Mubadalah.id– Keterwakilan perempuan dalam posisi kepemimpinan yang minim, bukan berarti perempuan tidak memiliki posisi sentral dalam demokrasi kita hari ini. Justru, perempuan dapat menjadi controller group bagi proses pemilu dan proses kepemimpinan ke depan.
Seperti yang dilakukan oleh jaringan Kongres Ulama Perempuan Indonesia (KUPI) pada 20 November 2023 kemarin. KUPI mengeluarkan 5 maklumat pemilu damai di Universitas Islam Negeri Syarif Hidayatullah Jakarta.
Maklumat politik KUPI bertajuk “Pemilu Bersih dan Bermartabat untuk Peradaban Berkeadilan”. Maklumat ini dihadiri oleh jaringan ulama perempuan di Indonesia baik dari jaringan pesantren, perguruan tinggi, komunitas, pemuda, akademisi, dan mahasiswa. Dalam maklumat politiknya, KUPI menekankan pada sistem demokrasi yang ma’ruf, sesuai dengan peraturan perundang-undangan, menjunjung tinggi akal sehat, dan memberi ketenangan rakyat.
Di sisi lain, maklumat KUPI juga menekankan bahwa dalam demokrasi kita, perempuan juga merupakan subjek penuh dalam membangun kehidupan bangsa dan negara. Perempuan selalu turut hadir dalam merawat tanah air, warga, dan negara.
KUPI juga mengingatkan kebebasan masyarakat sipil sebagai pilar penyangga bangsa dalam melakukan pembelaan terhadap masyarakat yang mengalami peminggiran dan kaum rentan. KUPI menyatakan komitmennya dalam mengawal proses demokrasi dalam hal ini juga pemilu yang sedang berlangsung.
Perempuan, Islam, dan Politik
Maklumat KUPI kemarin telah membuktikan bagaimana sebenarnya posisi perempuan muslim secara umum dan ulama perempuan secara khusus dalam proses demokrasi kita. KUPI telah mengembalikan dan membuka ruang posisi sentral untuk perempuan muslim dalam menjaga bangsa dan negara sebagaimana yang telah dilakukan oleh perempuan-perempuan muslim sebelumnya.
Sebagai kontroler dalam mengawal demokrasi, perempuan memiliki kekuatan yang besar karena berangkat dari pengalaman peminggiran yang sama. “Demokrasi bukan panggung elitis” seperti yang dikatakan oleh Nyai Badriyah Fayumi dalam sambutannya pada kegiatan maklumat tersebut patut kita amini. Menggelorakan suara-suara ketidakadilan dan ketertindasan yang terjadi selama ini akan mengisi ruang demokrasi kita pada kepentingan masyarakat akar rumput dan kelompok rentan.
Perempuan muslim telah diberi ruang seluas-luasnya untuk terlibat dalam dunia politik, baik sebagai pengambil kebijakan, kontroler, dan lainnya.
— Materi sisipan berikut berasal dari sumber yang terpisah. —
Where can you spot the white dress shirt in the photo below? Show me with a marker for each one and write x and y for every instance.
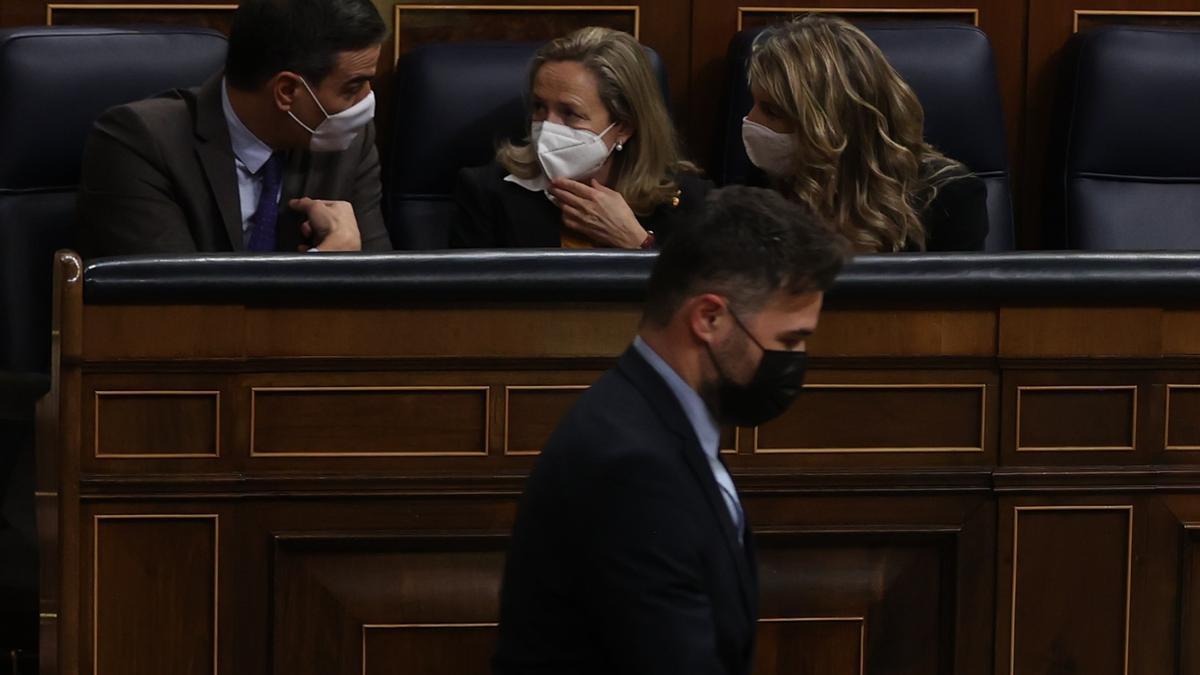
(250, 154)
(707, 431)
Islam, sebagai agama yang rahmatan lil ‘alamin menciptakan perempuan sebagai rahmat bagi semesta yang juga bertanggung jawab untuk menciptakan masyarakat yang berkeadilan. Telah banyak wacana keagamaan dengan hadis-hadis yang melegetimasi keistimewaan dan hak-hak perempuan dalam politik serta tugas-tugas sosial politiknya.
Dalam konteks sejarah pun, perempuan muslim sudah banyak terlibat dan berperan dalam dunia politik. Fatima Mernissi dalam Forgotten Queens of Islam juga banyak menceritakan bagaimana sultanah (pemimpin perempuan) telah berhasil memimpin dan menyuarakan hak-hak perempuan. Seperti Kamalat Shah dari Aceh dan Banazir Bhutto, perdana Menteri perempuan pertama di Pakistan yang visioner merancang kebijakan-kebijakan untuk perempuan meski memperoleh kecaman dari berbagai arah.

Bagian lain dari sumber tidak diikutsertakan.